In the past, the most important questions for new users typically included, “How big is this change you’re asking us to embrace.” No one likes change, and every executive knows the more pieces involved in the change, the lower your overall adoption rate will typically be.
In the past, technology buyers have looked for a narrow delta between their current operations and their operations post implementation. For many reasons, this was a practical approach.
But ChatGPT has disrupted this mindset. Unlike past technologies that took years to gain adoption, OpenAI’s new tool won its first million users in days, not months or years. And this, despite the fact that the delta between what yesterday’s search engines could deliver and what ChatGPT returned was not narrow.
Overnight, people realized that technology could change their lives by an order of magnitude and be just as easy as the old way. Well, almost as easy.
It is just as easy to type a question into the old Google interface as it is to type it into Google’s new Bard AI tool. The difference is that a poorly crafted question will deliver millions of website hits in the old search engine but provide only a marginally useful answer in Bard.
The same is true for today’s technology implementations. Take the new AI-powered document management technology built into MCP, for example. Lenders can now rely on an LOS that can confidently identify virtually any document a borrower provides, index it, and scrape the important data into the database while also store the digital document in the right place.
But like all the functionality built into today’s mortgage origination technology, it only works where the lender lets it do so.
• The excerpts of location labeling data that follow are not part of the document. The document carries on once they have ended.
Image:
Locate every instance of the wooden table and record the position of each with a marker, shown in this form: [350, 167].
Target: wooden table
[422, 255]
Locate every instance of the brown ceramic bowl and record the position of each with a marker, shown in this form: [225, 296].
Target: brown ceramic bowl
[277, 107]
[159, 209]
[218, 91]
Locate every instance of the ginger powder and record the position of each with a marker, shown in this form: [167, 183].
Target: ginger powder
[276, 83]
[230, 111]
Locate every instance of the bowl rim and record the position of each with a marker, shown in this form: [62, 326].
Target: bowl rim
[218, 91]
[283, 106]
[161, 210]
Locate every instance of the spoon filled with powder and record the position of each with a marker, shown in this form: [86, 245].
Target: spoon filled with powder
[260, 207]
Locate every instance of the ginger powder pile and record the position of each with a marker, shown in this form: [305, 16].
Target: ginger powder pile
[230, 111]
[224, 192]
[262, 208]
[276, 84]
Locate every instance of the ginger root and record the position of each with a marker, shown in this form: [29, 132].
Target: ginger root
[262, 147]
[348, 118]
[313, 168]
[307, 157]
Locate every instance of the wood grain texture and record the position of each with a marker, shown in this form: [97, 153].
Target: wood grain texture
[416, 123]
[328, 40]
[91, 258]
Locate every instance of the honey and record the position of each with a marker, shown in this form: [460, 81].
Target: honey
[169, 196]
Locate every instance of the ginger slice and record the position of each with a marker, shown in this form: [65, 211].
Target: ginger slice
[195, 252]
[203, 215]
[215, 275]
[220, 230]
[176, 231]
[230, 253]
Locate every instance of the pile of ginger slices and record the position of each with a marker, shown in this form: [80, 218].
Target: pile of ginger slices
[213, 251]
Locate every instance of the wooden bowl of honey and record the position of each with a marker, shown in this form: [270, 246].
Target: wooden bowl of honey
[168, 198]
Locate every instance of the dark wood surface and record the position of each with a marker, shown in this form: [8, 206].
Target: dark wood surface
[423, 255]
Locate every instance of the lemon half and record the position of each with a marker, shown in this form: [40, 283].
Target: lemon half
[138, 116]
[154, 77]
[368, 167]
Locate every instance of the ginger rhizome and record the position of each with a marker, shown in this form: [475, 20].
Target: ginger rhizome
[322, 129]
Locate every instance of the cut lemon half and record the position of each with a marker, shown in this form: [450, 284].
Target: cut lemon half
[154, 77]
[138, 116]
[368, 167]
And that means that new questions need to be asked prior to implementation, questions that we haven’t had to ask before. When our team knows exactly what the lender wants to do and where they want to gain efficiency, our tools can be configured to do so.
Not having those answers means that you’ll still have very powerful technology, just not see the results out of it that you would like. It’s like prompt engineering, but made easier because we know how to guide our partners into asking the right questions and providing better answers. Reach out today to find out what AI-powered functionality is available to you now.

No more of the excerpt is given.